Let's stop parser Hell

Tue Jul 31 14:10:37 PDT 2012

On Tue, Jul 31, 2012 at 7:29 PM, Tobias Pankrath <tobias at pankrath.net> wrote:
> On Tuesday, 31 July 2012 at 16:10:14 UTC, Kai Meyer wrote:
>
>> I know I'm a little late coming into this conversation. This seems like a
>> nice thread to toss myself into. I've started working on a generic lexer
>> that is based off of a defined grammar.
>
>
> Every helping hand is appreciated :-)

Hi Kai, welcome here!

>> As I read through the thread (I unfortunately don't have enough time to
>> read every post, but I skimmed through as many as I could, and read the ones
>> that seemed important), it seems like we need a parser in D that can lex D,
>> and provide a Range of tokens that could be consumed.
>
>
> Yes. To make this statement more precise: We need a lexer that provides
> a range of tokens and we need a parser which makes it possible to build
> an AST. Pegged combines both approaches but imposes an overhead if you
> just need a token list. However I'm not sure if this is a problem.

I think we need a tokenizer generator and a parser generator. They can
be grouped or not, but we need both, in Phobos.

We also need to define what's needed in a token. Kai's approach is OK,
but what's the _type field for an operator or and identifier?
Also, a lexer can fill a symbol table and produce identifier tokens
that refer to a particular entry in the symbol table.

I guess creating a tree of symbol tables according to scope visibility
is then more the job of the parser, but I'm not sure.

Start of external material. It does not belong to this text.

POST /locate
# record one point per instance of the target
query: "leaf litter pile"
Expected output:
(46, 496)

> There are already some working D-Parsers buried in this thread.

Yes. We also need a D parser (not generic), but no one pushed one for
Phobos inclusion right now.
Anyway, we can put generic parsers in Phobos too (LALR, LL(*), etc),
but I'd say the first priority would be to have a D lexer (producing a
range of tokens) and a D parser (consuming a range of tokens, and
executing semantic actions, like the building of an AST). Generic
parsers can come later on. Having a D parser in the standard
distribution would create much goodwill. Many people want that.

> I've only glimpsed at your code. For most languages lexing is far more
> expensive then parsing

Is that so?

> and thus the lexer has to be very fast and I wouldn't
> pursue your approach and instead use something like ragel. It already has D
> output but needs a separate build step.

Having std.lexer in Phobos would be quite good. With a pre-compiled lexer for D.

The only problem I see in Kai's approach (which is the standard one, a
prioritized list of regexes) is how to recognize tokens that are not
regular (I mean, that cannot be encoded as a regex), like nesting
comments? How does the lexer know when to stop producing a 'comment'
token?

Philippe